The unglamorous story of the Hollywood has-been was rarely told prior to the release of Billy Wilder’s 1950 film of the same name, with Gloria Swanson memorably playing the role of silent film star Norma Desmond. Picking up her story well into her decades-long downfall brought about by the advent of sound, Wilder showed the nastier side of the Hollywood game.
In the Arvada Center’s production of the musical, only the second time a regional theatre has been granted the rights in the past 14 years, the role of Desmond has been taken up by Broadway veteran Ann Crumb, who strikes a perfect balance between an overweening sense of drama and barely-concealed madness.
The book sticks closely to the original story, with aspiring writer Joe Gillis (Kevin Earley) stumbling upon Desmond’s crumbling mansion one night as he seeks to evade debt collectors. He is rather brusquely invited in by Desmond’s servant Max (Stephen Day) who thinks Joe is there to help with a grisly chore that foreshadows one of Michael Jackson’s peculiarities by nearly half a century.
When Desmond discovers Gillis is a writer, she decides to hire him to edit her script for a film about Salome, which would of course star herself as the 16-year-old seductress. Although her proposed project is of course ridiculous, Gillis realizes that he doesn’t really have any other prospects, despite the fiancée of a friend wanting him to flesh out a short story he wrote long ago.
Scenic designer Brian Mallgrave’s set is gorgeous, with a massive two-story piece representing Desmond’s manse, evoking a cluttered and gloomy sort of languishing Hollywood glamour, much like that in the original film. Three portraits of Desmond dominate the dark walls, overlooking a two-level black tile floor, an organ, a fainting couch and a grand staircase perfect for a diva’s entrance--and eventual exit.
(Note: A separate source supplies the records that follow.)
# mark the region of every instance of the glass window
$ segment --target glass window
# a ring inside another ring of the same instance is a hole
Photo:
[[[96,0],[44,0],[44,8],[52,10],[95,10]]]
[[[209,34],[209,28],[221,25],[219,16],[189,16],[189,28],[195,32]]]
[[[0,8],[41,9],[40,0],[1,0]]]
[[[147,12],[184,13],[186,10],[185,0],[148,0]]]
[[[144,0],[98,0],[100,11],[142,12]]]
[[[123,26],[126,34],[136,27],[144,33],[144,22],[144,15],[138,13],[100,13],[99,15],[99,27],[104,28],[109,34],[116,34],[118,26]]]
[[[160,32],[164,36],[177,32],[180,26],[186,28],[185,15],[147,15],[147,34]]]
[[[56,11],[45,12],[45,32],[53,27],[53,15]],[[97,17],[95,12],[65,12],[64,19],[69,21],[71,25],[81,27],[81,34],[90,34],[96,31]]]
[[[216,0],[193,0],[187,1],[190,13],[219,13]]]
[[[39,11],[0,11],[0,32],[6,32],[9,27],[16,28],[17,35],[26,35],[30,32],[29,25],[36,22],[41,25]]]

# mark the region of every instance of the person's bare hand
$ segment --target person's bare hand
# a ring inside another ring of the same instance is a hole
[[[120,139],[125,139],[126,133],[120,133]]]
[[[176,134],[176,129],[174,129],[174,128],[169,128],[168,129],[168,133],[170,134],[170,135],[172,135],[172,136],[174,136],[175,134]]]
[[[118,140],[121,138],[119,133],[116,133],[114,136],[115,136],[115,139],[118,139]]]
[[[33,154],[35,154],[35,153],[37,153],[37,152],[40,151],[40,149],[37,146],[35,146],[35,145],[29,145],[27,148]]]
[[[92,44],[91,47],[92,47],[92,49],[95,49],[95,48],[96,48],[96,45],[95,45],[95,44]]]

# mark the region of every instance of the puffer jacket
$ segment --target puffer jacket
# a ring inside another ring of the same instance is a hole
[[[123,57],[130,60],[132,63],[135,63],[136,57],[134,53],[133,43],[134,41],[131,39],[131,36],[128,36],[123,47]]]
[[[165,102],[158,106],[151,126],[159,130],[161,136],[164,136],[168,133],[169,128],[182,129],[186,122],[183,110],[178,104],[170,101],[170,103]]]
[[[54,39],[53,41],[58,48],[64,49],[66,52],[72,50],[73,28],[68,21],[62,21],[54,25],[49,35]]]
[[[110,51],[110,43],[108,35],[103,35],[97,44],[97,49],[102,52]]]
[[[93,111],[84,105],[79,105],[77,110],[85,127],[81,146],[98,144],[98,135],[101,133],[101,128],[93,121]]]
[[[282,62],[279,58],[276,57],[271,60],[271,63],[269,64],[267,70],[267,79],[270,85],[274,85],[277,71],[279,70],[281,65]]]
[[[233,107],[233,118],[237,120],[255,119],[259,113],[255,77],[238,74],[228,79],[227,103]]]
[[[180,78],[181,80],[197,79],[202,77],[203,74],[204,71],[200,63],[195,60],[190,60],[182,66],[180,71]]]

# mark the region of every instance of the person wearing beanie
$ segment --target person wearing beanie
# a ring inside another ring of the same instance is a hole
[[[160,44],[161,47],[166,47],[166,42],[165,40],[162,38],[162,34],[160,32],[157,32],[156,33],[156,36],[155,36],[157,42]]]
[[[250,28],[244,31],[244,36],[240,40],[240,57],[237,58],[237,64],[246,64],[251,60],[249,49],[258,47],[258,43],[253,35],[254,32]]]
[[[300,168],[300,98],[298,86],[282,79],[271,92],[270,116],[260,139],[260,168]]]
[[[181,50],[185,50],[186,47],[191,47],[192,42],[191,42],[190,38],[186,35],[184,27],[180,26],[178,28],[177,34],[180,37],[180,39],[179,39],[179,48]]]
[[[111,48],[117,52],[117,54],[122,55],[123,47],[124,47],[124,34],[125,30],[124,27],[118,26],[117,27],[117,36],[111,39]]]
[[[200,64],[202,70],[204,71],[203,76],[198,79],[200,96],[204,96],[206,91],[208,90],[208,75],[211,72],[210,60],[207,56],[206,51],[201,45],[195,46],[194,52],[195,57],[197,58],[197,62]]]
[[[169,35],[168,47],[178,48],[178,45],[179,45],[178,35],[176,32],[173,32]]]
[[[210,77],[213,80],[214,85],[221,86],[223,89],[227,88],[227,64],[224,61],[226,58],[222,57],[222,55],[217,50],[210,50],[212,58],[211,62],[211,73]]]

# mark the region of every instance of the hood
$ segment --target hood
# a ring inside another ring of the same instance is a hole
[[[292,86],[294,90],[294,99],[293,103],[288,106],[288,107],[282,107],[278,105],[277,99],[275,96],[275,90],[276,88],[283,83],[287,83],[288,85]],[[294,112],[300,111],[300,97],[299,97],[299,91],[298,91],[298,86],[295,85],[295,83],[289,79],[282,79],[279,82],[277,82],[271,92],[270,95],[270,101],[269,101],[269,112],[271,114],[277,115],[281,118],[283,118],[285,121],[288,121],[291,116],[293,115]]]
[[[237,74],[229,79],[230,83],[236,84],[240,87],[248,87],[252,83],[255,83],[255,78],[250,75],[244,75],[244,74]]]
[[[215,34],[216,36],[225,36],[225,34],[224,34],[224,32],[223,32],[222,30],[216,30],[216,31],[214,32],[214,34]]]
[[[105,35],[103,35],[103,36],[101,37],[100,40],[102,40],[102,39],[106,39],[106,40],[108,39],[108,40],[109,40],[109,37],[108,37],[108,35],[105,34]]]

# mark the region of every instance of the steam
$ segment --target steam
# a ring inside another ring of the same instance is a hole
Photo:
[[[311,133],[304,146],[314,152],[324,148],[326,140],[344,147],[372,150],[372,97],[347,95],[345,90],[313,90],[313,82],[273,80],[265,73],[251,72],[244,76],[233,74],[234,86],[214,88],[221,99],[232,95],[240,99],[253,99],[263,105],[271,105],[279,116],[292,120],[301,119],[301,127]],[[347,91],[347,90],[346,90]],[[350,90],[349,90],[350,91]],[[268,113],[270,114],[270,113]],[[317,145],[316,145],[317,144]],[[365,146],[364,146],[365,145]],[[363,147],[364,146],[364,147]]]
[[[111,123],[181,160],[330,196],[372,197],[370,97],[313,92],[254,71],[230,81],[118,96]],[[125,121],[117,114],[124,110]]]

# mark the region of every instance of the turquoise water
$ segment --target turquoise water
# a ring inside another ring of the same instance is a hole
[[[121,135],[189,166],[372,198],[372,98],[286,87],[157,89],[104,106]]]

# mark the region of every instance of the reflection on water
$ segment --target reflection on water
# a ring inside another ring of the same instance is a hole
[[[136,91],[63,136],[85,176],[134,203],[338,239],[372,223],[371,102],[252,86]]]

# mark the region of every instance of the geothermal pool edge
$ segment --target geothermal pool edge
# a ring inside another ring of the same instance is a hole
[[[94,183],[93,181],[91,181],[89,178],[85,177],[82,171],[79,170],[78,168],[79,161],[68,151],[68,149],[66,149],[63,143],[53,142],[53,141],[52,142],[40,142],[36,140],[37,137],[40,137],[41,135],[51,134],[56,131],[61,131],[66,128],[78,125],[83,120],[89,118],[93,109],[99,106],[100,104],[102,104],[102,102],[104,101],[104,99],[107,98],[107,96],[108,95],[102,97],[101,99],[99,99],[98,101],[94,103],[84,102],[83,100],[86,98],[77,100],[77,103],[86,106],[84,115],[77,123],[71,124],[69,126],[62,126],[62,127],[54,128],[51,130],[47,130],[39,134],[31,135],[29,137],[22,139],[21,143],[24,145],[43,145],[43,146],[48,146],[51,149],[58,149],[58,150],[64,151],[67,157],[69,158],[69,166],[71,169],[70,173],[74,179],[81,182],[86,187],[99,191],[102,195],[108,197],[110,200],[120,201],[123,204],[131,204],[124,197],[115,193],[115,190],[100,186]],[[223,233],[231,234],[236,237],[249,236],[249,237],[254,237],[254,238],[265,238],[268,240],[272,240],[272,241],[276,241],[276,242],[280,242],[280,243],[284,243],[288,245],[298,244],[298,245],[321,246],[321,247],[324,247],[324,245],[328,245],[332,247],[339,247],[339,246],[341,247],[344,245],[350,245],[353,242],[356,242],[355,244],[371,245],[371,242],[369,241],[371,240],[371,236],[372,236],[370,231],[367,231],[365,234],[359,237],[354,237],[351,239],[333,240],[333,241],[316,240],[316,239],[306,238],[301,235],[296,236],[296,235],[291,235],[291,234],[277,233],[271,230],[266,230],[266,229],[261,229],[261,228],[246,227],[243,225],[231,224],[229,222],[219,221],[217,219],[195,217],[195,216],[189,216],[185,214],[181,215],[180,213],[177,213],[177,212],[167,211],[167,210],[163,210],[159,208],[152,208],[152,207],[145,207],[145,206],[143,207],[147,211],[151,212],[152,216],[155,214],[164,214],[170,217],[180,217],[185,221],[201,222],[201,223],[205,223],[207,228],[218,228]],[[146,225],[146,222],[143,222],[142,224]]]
The power of Crumb’s presence as Desmond cannot be overstated, and not only by way of her tremendous singing voice--she is riveting in every line she speaks as well. It’s as though audience members are wary party-goers keeping an eye on a particularly overdramatic drunk: what’s going to set her off next?
To know a diva is to love her as much as she loves herself--whether or not you want to--and Desmond portrays this all-consuming hunger and need perfectly.
As Gillis, Kevin Earley also exudes tremendous power, with a rich, majestic voice and a stage presence that counters that of Crumb with just enough strength. Stephen Day as Max is also a magnificent singer, and evokes vibrant shades of emotion in his songs, especially those he sings adoringly about Desmond.
The problem is that when we aren’t watching the slow-motion train wreck of Desmond’s life and career, the ensemble and their sub-plots seem disconnected and paper-thin by comparison. Although Lloyd-Webber has predictably given us bravura songs and a subject with a surfeit of pathos, his book writers never really got around to filling out the story satisfactorily.
The second act barrels along toward Crumb delivering that famous line from the film, but the show doesn’t seem to end so much as simply stop.
Problems with the material aside, director Rod A. Lansberry has created a dour and grim world evocative of the noir-ish look of the original film with some stunning performances that nearly obscure the thin façade upon which the show--and of course Hollywood itself--are built.